Genomes R Us

Fun facts about a couple of humans: Matthew: 4.9% Neanderthal & part Mi’kmaq. Petra 4.6% Neanderthal & mtDna from West Africa.

Fun facts about these humans: Matthew: 2.8% Neanderthal & part Mi’kmaq. Petra: 2.4% Neanderthal with mtDna from Sub-Saharan Africa.

Last week I reblogged a post about the MTHFR gene mutation.

In this post I’ll describe how you can get your genome analyzed.

Then I’ll tell you about some of the fun we’ve had with genomic analysis.

Mutants R Us~

We’re all mutants to some degree. But some of us have gene mutations that create a predisposition to a variety of health issues.

In my next post, I’ll consider how to use genomic analysis to determine what your predispositions to health problems might be.

This post is just fun.

Genomic Analysis

Getting the analysis done is easy: just order a kit online from 23andMe (That’s a Canadian link; Google 23andMe for other countries.)

They send you the kit, you follow their instructions, including spitting into a plastic vial. Send off your saliva & wait for your analysis.

Fun Stuff First~!

Neanderthal

Neanderthal & modern human skeletons

Fun stuff: Your 23andMe report will tell you how much of a Neanderthal you are.

Modern humans range from 1-4% Neanderthal, with people of African ancestry having the least Neanderthal genes.

Being part Neanderthal is one of the funnest things I can think of.

As mentioned above, Matthew & I found out we are 2.8% & 2.4% Neanderthal, respectively.

You can find more information about research into the Neanderthal genome, including hypotheses about interbreeding between Neanderthals & anatomically-modern humans, here.

But your report will also scope out your ethic ancestry. Both Matthew & I discovered we were more ethnically diverse than we thought.

Mi’kmaq

Blue=European ancestry; Orange='Native American' ancestry

Matthew’s genome: Blue=European ancestry; Orange: ‘Native American’ ancestry

Matthew’s genomic analysis turned up significant slices of ‘Native American’ genetic material.

After researching his family tree, it turns out that his great grandmother was Mi’kmaq.

Which makes a lot of sense to him. On a cellular level.

He had told me years ago that when he went to Nova Scotia when he was 12 he developed a strong & abiding affinity with all things Mi’kmaq, including Mi’kmaq language. I had previously attributed this to the understandable curiosity of a suburban white kid about Indigenous culture, but it turns out this recognition didn’t originate in his mind.

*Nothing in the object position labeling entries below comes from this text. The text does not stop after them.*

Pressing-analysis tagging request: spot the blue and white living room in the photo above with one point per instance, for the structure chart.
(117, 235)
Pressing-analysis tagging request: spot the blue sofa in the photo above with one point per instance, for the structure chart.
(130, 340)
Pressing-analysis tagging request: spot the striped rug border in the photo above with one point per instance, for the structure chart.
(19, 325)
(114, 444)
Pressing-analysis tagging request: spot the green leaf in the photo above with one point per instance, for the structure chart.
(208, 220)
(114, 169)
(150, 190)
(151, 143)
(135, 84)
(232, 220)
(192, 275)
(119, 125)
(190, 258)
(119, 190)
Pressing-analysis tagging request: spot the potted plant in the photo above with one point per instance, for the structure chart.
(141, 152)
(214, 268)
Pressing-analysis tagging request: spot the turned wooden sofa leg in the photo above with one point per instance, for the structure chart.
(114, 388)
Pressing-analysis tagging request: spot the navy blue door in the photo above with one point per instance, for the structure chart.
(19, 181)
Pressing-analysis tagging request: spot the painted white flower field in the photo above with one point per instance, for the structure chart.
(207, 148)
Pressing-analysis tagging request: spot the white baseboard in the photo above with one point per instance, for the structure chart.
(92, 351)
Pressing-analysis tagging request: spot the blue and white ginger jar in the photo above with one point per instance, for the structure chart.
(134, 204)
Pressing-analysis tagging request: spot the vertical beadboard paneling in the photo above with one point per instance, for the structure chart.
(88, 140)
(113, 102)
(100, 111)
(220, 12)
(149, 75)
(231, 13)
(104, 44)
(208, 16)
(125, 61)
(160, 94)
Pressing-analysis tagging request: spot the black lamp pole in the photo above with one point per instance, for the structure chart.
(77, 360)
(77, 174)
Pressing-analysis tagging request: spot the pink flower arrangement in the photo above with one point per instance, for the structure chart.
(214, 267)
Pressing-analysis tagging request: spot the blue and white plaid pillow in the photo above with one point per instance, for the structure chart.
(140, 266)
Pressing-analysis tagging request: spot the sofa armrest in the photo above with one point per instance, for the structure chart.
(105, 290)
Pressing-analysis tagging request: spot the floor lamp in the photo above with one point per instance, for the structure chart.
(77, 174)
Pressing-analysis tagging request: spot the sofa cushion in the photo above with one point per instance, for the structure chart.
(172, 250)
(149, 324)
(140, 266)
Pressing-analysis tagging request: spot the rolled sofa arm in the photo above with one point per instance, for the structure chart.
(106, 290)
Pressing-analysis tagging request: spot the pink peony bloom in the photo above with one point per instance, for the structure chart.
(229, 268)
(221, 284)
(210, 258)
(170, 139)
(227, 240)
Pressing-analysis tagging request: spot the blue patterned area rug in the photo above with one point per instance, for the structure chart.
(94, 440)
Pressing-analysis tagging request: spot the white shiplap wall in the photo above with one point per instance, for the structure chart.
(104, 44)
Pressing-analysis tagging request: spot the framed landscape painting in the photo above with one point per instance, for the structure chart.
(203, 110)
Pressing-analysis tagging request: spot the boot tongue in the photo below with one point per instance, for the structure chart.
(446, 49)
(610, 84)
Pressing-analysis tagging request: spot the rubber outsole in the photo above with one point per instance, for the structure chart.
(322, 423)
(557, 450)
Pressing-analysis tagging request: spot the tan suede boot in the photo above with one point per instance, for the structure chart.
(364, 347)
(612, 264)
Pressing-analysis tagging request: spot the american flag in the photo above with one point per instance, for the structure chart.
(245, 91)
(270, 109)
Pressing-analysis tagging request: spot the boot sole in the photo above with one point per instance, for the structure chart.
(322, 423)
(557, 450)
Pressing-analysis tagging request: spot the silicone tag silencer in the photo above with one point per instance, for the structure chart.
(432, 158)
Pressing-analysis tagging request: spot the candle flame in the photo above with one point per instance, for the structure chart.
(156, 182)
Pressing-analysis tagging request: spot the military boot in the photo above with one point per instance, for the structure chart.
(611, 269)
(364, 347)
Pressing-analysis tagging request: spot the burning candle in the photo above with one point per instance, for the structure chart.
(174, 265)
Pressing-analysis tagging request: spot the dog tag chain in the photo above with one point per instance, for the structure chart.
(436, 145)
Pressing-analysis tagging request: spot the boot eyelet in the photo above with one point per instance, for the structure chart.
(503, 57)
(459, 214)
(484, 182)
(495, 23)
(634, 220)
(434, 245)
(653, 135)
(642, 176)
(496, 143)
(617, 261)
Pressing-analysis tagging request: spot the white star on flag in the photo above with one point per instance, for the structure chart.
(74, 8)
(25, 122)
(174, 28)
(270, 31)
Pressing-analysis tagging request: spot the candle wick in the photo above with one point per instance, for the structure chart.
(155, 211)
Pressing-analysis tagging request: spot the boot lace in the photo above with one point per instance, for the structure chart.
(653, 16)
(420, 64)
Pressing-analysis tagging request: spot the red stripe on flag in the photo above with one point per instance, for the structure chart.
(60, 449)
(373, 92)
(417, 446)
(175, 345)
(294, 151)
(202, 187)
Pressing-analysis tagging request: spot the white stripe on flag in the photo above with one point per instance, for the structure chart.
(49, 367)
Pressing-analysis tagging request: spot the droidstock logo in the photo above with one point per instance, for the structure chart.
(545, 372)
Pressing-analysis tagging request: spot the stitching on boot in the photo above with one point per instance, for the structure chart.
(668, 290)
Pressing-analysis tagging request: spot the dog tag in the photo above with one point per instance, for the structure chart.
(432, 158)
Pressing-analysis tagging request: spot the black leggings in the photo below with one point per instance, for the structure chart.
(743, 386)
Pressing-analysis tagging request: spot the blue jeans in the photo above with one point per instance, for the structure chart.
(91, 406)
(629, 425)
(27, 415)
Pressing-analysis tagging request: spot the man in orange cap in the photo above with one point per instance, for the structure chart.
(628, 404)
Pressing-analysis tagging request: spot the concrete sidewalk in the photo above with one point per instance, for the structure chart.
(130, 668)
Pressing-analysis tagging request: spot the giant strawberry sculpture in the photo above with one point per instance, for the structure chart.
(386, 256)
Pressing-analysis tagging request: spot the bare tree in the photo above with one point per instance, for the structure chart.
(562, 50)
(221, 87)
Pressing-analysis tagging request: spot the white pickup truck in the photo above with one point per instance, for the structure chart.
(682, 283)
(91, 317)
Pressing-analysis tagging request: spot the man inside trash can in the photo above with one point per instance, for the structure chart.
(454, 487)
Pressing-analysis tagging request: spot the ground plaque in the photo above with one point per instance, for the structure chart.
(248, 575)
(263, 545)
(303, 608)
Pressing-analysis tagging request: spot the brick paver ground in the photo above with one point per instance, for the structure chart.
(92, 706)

It originated in his genome.

African mtDna

Though my genome is less colourful than Matthew’s, being primarily the monochromatic blue that designates the British Isles (after all, my ancestors come from candy-land), with a few dark blue snips here & there from marauding Vikings, my maternal haplogroup (mtDna) is L2a1.

L2a1L2a1 originates in Sub-Saharan Africa & is the most common haplogroup for African Americans.

Through it, I can trace my matrilineal line back to an ancient time when my greatest grandmothers were African.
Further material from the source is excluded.